Now that we have a basic understanding of what a population is, let us turn to the concept of a **sample**. At the general level, a sample is a subset of size n from a population of size N selected according to predefined rules. In the simplest case, the n elements of a sample are selected randomly, every element having the same chance of being selected to the sample. Obviously, there are many possible ways in which we can select n elements from the population into the sample, depending on both the size of the population N and the sample size n. If, for example, we wanted to sample n=4 persons from our universe of N=10 persons and we did not replace each element after it had been surveyed, the result is 210 possible samples. The first of these samples includes elements 1, 2, 3 and 4, the second possible sample elements 1, 2, 3 and 5, and so on until the 210th possible sample, which includes elements 7, 8, 9, 10. The set of all possible samples of size n from N is denoted by S. In our example, S contains all 210 possible samples. A specific sample is denoted by the lower case letter s. The sample containing persons 1, 4, 7 and 8 is thus denoted by s={1, 4, 7, 8}.

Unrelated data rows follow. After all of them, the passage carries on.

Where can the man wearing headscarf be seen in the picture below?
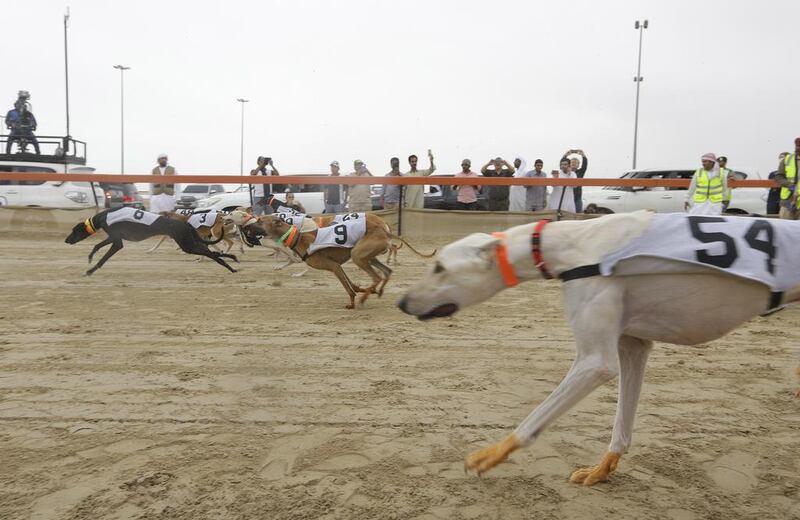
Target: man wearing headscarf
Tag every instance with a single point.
(162, 196)
(579, 168)
(563, 197)
(517, 194)
(787, 178)
(359, 195)
(708, 188)
(260, 192)
(536, 196)
(413, 196)
(497, 195)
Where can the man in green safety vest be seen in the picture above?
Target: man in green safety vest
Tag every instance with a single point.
(708, 188)
(787, 178)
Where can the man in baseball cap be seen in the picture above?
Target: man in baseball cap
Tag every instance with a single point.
(334, 193)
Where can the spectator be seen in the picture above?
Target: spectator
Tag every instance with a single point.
(707, 189)
(390, 193)
(518, 194)
(413, 196)
(497, 195)
(580, 171)
(359, 197)
(722, 161)
(536, 196)
(774, 195)
(563, 197)
(21, 123)
(467, 194)
(292, 203)
(260, 192)
(787, 178)
(334, 193)
(162, 196)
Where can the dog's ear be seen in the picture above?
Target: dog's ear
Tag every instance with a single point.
(488, 250)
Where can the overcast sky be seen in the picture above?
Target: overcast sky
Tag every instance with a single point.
(374, 79)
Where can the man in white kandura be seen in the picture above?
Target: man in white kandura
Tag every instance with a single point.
(162, 196)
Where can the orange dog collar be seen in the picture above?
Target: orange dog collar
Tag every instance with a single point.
(506, 269)
(87, 224)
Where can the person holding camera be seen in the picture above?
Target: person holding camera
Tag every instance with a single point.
(259, 192)
(21, 123)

The study variable Y is then surveyed for each of the n elements of the sample s. To distinguish between the (unknown) values of the study variable in the population and the (known) values in the sample, we denote the latter using the lower case letter y. The enumeration of the y-values in the sample follows the same logic as before. We denote the y-value of the ith element y_{i}, with the difference that i now ranges from 1 to n. Apart from that, the notation is very similar to the one we already know:

y = (y_{1}, ... , y_{i}, ... , y_{n})’

If we had conducted a sample containing elements 1, 4, 7 and 8 of the population the result would be

y = (y_{1}, y_{4}, y_{7}, y_{8})’ = (37, 31, 59, 22)’

### Exercise 2

Suppose we draw a sample of size n = 4 from our population and get elements U_{1}, U_{3}, U_{8} and U_{10} in the sample. Write y as a column and as a row vector.

Figure 2.2. y written as a column vector:

y written as a row vector:
y = (y_{1}, y_{3}, y_{8}, y_{10})’ = (37, 63, 22, 18)’

The elements of s are called **ultimate sampling units** if y can be surveyed directly for them. A **sample survey** is a combination of the realisation of a sample design and the measurement of the values of at least one (but probably many more) study variable(s) in elements of the sample.

Finally, we need to define the term **sample design**. A sample design is a mechanism that assigns a specific sample s a non-zero probability of realisation, P(s). The function P(^{.}) is also called **sample selection scheme** or sampling scheme. Sample designs that explicitly define such a function are called **probability sample designs**. On the other hand, sample designs that do not explicitly define P(^{.}) are called **non-probability sample designs**. They are not dealt with here. In the next section, we will see that srswor and srswr assign equal P(s) to all possible samples. Apart from srswor and srswr, there are many sample designs that assign different probabilities of realisation to different samples. Some of these sample designs will also be introduced in the following sections.